The nose is kept in a climbing attitude (but not too steep) with back pressure on the yoke.

  Landing is much more difficult. I remember the two of us on final approach the first time I landed. Not much talking going on—we’d been through this quite a few times, first with him flying the whole approach and landing, and later with me flying until close to touchdown, then turning it over to him. As I flew this approach, Mr. Vaughn lightly and slowly rubbed his hands on his knees. I could sense his readiness to grab the controls. I brought the airplane over the runway threshold and then I—tense, neck stretched to see over the nose cowling, holding my breath for touchdown—landed. It was not the best landing ever, but it was all mine.

  TO FLY STRAIGHT AND LEVEL

  On a clear day the flat line that separates land and sky—the horizon line—is visible way, way out there, all the way around. It’s like the line that separates sea from sky, and as you climb higher in an airplane, it does not get lower, as you might think.

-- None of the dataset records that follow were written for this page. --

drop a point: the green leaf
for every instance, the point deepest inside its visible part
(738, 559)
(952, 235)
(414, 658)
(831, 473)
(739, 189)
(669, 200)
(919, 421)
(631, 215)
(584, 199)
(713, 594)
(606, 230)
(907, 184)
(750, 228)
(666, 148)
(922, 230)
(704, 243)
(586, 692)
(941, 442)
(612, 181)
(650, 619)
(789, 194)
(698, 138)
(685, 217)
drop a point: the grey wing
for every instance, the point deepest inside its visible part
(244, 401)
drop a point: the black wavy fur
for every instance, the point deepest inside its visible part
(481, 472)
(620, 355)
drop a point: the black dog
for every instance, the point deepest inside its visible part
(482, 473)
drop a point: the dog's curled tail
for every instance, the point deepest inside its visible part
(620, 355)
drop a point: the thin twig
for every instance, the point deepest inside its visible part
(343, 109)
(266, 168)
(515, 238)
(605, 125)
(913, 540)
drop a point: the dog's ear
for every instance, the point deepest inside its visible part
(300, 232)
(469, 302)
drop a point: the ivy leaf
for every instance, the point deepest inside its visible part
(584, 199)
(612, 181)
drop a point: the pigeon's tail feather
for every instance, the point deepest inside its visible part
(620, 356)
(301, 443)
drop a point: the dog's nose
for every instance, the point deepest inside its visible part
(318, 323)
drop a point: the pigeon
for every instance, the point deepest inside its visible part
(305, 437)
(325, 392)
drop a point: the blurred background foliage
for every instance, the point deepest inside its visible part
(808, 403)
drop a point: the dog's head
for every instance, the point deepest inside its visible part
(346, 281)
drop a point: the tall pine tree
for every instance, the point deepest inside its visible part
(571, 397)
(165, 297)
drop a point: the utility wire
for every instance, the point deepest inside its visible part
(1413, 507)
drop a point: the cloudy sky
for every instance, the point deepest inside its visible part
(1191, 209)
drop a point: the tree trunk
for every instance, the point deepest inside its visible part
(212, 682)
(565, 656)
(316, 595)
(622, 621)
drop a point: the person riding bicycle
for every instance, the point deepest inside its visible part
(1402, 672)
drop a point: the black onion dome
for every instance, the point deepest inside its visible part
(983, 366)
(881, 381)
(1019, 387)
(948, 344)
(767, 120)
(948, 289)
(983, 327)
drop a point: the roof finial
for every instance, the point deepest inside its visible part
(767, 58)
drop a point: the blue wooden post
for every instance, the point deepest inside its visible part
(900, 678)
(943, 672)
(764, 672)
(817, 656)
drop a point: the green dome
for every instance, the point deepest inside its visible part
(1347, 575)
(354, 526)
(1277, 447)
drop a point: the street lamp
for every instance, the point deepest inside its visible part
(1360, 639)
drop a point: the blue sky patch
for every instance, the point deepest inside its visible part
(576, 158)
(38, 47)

It stays way out there: you see it over the nose of your aircraft and near each wingtip when you’re flying straight and level. It serves as a reference, and I learned to keep the tips of both wings the same distance from that horizon line for straight and level flying, and I also learned where the nose—in straight and level flight—rested in relation to that line.

  TO PLAN FOR WIND DRIFT WHILE FLYING

  Wind drift is comparable to a river current taking you across the river bottom while you “sit still.” Mr. Vaughn and I would find a straight road on the ground. We’d start following the road. The wind over the ground would be from left to right, say. He’d ask me to make S turns over that road so that the imaginary line our aircraft made over the ground looked like an S with the road splitting it like the two little lines in a dollar sign. The degree of bank in each turn had to figure in wind effect. To make the loops of the Ss approximately equal in size was not easy in a brisk wind.